Gramener, a data visualization startup, is helping GVK Biosciences turn scientific data into images, based on cognitive research tools that help human eye find important messages quickly resulting in actionable decisions. “Gramener’s visualization tools and algorithms are very useful in our drug repurposing analytics work,” says Nandu Gattu, vice-president of GVK Biosciences. “Visualization tools are helping to explore the unexplored.”
Experts like Sharad Sharma, co-founder of software product think tank iSpirt, said he is seeing a big shift where businesses are moving away from traditional players. Instead, they are trying out data analytics startups to mine hidden insights. “This is democratizing the power of big data,” said Sharma. “This shift is creating a disruption by limiting the market opportunity of traditional data analytics players.”
For instance, when Indian consumer electronics retail chain Croma went online to tap India’s booming ecommerce, it explored many of the traditional recommendation companies in the space. It found them basing their analysis on a history of customer clicks and purchase history .
“We were dealing with the problem of plenty. New products weren’t getting the proper attention unless we manually promoted them,” says Ajit Joshi, CEO at Tata Sons-owned subsidiary Infiniti Retail, which owns the Croma brand.
It is then that Croma approached analystics startup Infinite Analytics whose recommendation engine got implemented in a month and delivered immediate results. Post Diwali, one-fourth of the online revenues came because of this technology. “These are really powerful insights,” said Joshi of Infiniti Retail whose orders with recommendations have accounted for about one-third of overall orders.
“We are taking away the business from large traditional players,” said Akash Bhatia, who co-founded Infinite Analytics two years ago along with his classmate at MIT, Purushotham Botla.
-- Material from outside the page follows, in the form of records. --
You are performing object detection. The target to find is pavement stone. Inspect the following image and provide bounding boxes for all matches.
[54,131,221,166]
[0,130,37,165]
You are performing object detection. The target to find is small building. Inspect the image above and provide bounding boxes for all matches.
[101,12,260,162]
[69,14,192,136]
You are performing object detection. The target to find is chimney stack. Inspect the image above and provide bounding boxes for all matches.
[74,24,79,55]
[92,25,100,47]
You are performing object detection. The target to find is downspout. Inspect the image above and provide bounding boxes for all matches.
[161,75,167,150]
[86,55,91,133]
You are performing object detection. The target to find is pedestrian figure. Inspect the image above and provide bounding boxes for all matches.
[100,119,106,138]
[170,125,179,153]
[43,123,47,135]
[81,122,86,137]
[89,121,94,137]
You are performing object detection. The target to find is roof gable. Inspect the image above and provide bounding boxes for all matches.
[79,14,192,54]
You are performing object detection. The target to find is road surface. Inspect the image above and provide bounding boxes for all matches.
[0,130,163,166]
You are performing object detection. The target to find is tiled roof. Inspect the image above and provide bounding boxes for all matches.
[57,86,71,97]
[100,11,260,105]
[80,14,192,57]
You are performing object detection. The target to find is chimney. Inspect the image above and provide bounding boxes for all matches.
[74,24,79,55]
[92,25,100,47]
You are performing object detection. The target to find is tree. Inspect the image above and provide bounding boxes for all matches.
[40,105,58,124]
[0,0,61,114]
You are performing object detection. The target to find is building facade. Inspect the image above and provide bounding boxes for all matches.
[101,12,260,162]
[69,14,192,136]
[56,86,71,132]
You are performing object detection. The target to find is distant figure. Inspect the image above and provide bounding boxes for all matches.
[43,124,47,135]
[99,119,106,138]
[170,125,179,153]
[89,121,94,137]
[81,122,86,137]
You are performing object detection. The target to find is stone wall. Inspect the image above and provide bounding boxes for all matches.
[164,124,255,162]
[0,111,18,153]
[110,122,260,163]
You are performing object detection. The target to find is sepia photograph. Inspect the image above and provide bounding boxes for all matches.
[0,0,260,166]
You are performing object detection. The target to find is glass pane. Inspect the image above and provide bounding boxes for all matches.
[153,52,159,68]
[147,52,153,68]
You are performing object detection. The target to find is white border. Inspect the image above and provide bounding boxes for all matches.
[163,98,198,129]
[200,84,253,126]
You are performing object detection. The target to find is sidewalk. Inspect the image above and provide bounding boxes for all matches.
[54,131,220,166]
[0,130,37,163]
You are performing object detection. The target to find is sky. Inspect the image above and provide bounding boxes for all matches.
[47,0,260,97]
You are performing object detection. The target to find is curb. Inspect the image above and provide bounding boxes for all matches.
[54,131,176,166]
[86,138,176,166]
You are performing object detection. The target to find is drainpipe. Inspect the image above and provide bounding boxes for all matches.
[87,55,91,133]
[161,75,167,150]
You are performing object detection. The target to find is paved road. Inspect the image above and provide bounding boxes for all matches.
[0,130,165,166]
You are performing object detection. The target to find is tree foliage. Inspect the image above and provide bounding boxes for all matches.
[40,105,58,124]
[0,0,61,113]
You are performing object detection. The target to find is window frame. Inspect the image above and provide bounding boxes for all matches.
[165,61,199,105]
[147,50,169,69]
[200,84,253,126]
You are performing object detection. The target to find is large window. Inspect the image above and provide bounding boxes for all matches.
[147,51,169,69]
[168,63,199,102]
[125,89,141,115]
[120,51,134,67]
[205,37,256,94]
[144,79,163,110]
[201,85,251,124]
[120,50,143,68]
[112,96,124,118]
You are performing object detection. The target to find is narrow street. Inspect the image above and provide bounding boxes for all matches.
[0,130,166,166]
Bhatia and Botla converted a classroom project at MIT into a big data technology startup after being mentored by the World Wide Web inventor Tim BernersLee. It has bagged clients like Future Group, publisher of women’s fiction Harlequin and online retailer Trendin.com, part of Indian multinational Aditya Birla Group.
Startups like Xurmo Technologies — founded by IIT Madras alumnus Sridhar Gopalakrishnan — is helping US-based Fishbowl, which provides analytics solutions for restaurant chains, to reduce product development time. The platform helps Fishbowl learn the behavioural habits of customers at restaurants and predict insights like where the chain should open their next store. “Xurmo’s ability to manage big data and library of machine learning algorithms lets us focus on rapidly building and deploying analytics apps for our customers,” says Dev Ganesan, CEO of Fishbowl.
Another young firm, iCreate, is providing real-time business intelligence and analytics to multinational banks like Bank of America and The Saudi Investment Bank.
The growth of these young firms is pushing traditional tech players to start engaging with these startups as new big data innovations become strategic for their clients.
IBM is partnering with 100 startups across India as it looks to tap innovations in areas like big data analytics. “We have realized that we cannot solve these problems by ourselves. It is about coming out with innovative technologies very quickly and you can’t take your own sweet time,” says Karthik Padmanabhan, ecosystem development leader for IBM in India & South Asia.
For example, Big Blue is now partnering with the Thiruvananthapuram-based startup Senzit that uses data analytics to speed up the criminal justice system by capturing and archiving live events from crime scenes. It is also is working with Algo Engines, which brings efficiency in wind turbines and solar plants for GE and Suzlon by analyzing sensor data.
“We are witnessing another wave in the big data industry led by these Indian startups. They have developed self-customizable decision tools. You can use them anywhere, whether you are in Bellary or Belgium,” says Sharma of iSpirt. “The era of bespoke decision systems is over,” he pointed out.